Because the floor was due to be replaced and lowered 8 inches, it was imperative to deepen and strengthen the footings, which were mostly only two or three bricks deep. They were built down a metre by digging a trench in sections around the house. New bricks were laid almost direct onto the clay, on a thin layer of limecrete.

Most of the oak sole plates supporting the walls, laid onto the old brick footings, were rotten. They were replaced with the same wood, oak.

To do this, the specialist builders we contracted jacked up the walls of the house section by section, about 12 feet longitudinally at a time, using steel girders on steel props. The girders were put through holes – made as small as possible – in the walls just below first floor level, so that the beams that support the first floor could rest on them. The walls were hardly lifted; rather, the plan was to take the weight off the old sole plates and footings, build the new footings, re-using as many of the old bricks as possible, and raise the wall just enough to extract the the old timbers and insert new oak.
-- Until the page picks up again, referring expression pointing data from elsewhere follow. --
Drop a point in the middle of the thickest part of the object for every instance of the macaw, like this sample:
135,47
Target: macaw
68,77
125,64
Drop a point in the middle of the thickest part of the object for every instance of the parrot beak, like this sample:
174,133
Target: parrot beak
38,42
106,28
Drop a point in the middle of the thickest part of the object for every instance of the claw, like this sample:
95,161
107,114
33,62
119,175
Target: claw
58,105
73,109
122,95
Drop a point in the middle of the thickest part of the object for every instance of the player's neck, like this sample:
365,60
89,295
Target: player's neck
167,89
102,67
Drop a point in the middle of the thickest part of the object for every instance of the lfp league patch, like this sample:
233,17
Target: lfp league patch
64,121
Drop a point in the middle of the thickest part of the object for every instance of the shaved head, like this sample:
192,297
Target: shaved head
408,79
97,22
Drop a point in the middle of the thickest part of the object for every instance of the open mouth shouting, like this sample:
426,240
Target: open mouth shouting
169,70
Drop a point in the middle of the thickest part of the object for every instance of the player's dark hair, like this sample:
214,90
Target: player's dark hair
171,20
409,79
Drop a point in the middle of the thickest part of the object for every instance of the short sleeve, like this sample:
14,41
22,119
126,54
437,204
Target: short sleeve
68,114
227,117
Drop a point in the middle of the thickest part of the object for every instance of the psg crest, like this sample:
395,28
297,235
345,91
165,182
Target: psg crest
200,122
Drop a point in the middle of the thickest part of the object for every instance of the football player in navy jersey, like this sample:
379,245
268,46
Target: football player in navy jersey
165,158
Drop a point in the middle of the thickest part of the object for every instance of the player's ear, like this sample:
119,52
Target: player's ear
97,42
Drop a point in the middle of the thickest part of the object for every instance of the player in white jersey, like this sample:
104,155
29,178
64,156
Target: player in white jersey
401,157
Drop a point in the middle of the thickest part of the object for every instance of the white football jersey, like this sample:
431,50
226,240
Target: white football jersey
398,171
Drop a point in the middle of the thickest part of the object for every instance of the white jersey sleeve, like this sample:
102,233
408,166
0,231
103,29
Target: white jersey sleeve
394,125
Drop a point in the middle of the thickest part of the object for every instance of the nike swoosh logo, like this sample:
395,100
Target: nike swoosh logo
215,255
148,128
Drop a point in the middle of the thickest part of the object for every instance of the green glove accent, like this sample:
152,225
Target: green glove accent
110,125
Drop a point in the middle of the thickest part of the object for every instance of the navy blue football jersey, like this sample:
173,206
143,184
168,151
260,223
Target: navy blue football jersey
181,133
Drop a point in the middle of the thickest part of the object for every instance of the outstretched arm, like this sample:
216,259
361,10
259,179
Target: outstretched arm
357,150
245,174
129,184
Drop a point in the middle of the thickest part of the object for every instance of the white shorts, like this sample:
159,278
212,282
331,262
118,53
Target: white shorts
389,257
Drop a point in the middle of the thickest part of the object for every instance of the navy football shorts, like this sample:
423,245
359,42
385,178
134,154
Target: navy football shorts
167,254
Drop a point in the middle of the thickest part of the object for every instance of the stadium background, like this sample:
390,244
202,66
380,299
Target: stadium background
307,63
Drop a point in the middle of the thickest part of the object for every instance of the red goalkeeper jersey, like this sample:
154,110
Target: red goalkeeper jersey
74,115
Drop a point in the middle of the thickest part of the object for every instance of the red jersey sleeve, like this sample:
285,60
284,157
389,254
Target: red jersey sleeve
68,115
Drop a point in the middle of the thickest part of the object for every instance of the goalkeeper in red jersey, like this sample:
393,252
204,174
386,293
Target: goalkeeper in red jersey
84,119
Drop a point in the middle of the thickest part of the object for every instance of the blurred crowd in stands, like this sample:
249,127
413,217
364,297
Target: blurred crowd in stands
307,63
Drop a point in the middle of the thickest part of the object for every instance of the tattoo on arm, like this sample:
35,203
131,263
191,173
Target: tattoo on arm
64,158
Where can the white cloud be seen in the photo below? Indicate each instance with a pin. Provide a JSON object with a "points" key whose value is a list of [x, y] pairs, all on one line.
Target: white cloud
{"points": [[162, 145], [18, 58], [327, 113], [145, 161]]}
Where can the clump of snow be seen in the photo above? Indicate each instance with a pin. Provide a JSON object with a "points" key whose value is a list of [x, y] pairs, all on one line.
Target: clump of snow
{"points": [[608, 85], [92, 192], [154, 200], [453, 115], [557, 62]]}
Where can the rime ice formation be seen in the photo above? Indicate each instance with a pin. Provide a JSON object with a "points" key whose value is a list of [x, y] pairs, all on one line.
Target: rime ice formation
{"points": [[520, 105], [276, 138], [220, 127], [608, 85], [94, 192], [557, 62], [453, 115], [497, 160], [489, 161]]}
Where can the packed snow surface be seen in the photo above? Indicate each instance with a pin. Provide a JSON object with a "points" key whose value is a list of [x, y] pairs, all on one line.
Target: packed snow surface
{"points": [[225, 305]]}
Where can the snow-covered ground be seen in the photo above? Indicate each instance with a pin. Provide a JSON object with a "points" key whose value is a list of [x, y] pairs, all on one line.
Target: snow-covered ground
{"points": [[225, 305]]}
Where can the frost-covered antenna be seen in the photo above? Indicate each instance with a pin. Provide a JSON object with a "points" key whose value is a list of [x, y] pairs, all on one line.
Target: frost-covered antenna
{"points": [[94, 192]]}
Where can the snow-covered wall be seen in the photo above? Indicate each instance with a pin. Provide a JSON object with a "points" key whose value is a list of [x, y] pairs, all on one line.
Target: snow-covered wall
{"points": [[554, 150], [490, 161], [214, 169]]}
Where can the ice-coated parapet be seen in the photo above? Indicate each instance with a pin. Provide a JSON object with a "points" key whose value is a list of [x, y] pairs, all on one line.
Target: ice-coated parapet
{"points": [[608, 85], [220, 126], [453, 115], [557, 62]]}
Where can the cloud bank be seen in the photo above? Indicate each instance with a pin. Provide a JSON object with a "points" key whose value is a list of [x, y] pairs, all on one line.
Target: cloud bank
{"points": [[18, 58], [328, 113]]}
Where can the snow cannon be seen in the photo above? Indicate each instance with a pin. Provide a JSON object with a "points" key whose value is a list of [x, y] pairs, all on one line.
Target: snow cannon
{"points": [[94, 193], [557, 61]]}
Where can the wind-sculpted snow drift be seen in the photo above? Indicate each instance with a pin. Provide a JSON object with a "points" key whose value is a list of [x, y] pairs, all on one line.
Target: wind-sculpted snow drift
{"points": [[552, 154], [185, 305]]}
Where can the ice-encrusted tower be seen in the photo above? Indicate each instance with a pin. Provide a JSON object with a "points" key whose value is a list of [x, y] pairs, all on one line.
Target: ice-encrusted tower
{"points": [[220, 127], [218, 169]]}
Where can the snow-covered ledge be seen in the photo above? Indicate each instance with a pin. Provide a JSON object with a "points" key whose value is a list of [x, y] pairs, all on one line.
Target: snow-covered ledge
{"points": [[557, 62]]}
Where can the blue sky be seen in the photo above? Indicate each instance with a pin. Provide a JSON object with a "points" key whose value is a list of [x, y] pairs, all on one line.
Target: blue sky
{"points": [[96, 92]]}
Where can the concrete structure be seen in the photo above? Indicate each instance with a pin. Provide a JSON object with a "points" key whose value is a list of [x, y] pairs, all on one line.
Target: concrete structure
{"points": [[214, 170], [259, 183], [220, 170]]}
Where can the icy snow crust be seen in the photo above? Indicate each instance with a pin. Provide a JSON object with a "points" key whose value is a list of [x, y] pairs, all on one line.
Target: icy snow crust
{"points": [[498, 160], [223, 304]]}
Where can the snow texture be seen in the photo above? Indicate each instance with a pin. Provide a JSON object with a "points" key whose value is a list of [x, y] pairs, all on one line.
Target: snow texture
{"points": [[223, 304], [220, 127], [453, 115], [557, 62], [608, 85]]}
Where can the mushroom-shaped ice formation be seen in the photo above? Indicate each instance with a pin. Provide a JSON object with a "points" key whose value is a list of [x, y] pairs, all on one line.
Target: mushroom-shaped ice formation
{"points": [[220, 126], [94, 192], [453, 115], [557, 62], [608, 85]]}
Girders were also put through to support the old sole plates while the new, deeper, brick footings were being built.
With the timber frames and infill panels of the ground floor effectively hanging from the beams above, mortices were cut into the new green oak sole plates to take the tenons of the original oak studs. The props were lowered, the studs connected with the sole plates, the sole plates transferred their weight to the new footings and oak dowels were inserted to lock the studs to the plates. Then the team moved on to the next section. No concrete underpinnings were used. The footings and the sole plates will be continue to flex with the building.

Sadly, a few sections of wattle and daub fell out as the walls were lifted, including two complete panels. But the clay was collected and re-used and the panels were remade with hazel sticks and new clay daub mixed with the old material (see wattle and daub post). This seemed a small price to pay for a long-lasting repair of the whole building with new sole plates and footings. There are practical limits to how far one can preserve every bit of old material when working to preserve an ancient building. But the basic intention is to keep as much as possible.
Hello, I appreciate I am leaving a comment on an old post, but wondered if you would expand on some details?
1. Did you install a dpc between your new sole plates and the plinth wall/footings?
2. How did you address the issue of bridging when you rendered the external walls?
I have an 18th century cottage with a sole plate that is rotten in places (in places I have looked it’s rotten – probably means it’s rotten everywhere!). In some places I have found the sole plate simply resting on the brick plinth, but i’ve also found some slates used as a dpc in one place. The external render is either a cement coat on top of lime render on lathe with a wire mesh or simply cement on lathe with mesh. The render is in direct contact with the sole plates and posts. As I’ve opened up sections it’s drying out wonderfully. So I am gathering ideas about stripping off the render either fully or partially and re-lathing and rendering in lime. I was interested in your approach of using savalit boards. But generally interested in your approach to dealing with the render around the sole plate /dpc to avoid bridging?